# Traditional language models

<sup>This notebook is a part of Natural Language Processing class at the University of Ljubljana, Faculty for computer and information science. Please contact [slavko.zitnik@fri.uni-lj.si](mailto:slavko.zitnik@fri.uni-lj.si) for any comments.</sub>

A model (from statistical point of view) is a mathematical representation of a process. Models may be an approximation of a process and there are two important reasons for this: 

1. We observe the process a limited amount of times.
2. A model can be very complex so we should normally simplify it.
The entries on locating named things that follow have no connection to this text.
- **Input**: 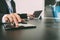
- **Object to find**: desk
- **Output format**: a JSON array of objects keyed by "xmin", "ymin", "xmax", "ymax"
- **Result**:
[{"xmin": 0, "ymin": 19, "xmax": 60, "ymax": 40}]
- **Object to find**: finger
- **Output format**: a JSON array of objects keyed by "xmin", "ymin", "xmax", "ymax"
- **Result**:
[
  {"xmin": 4, "ymin": 17, "xmax": 9, "ymax": 22},
  {"xmin": 12, "ymin": 15, "xmax": 18, "ymax": 27},
  {"xmin": 14, "ymin": 14, "xmax": 21, "ymax": 22},
  {"xmin": 7, "ymin": 15, "xmax": 13, "ymax": 22}
]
In statistics we may have heard: `All models are wrong, but some are useful.`

## Bag of words

We have already seen some models. One of them and also the simplest one is bag-of-words model, which is a naive way of modelling human language. But still, it is useful and popular. For the bag-of-words model we also know: 

1. It has an oversimplified view of the language.
2. It takes into account only the frequency of the words in the language, not their order or position.
3. In a way we have created it, it was useful for tasks such as text classification or sentiment analysis, where we were interested only into separate words and their count.

## n-Grams

Text is always a sequence - a sequence of words, characters, symbols, ... So one idea might be to model how text is generated or which token is most probably to proceed in a given sequence. We can learn probabilities over two tokens (bigrams), three tokens (trigrams), ... n tokens (n-grams).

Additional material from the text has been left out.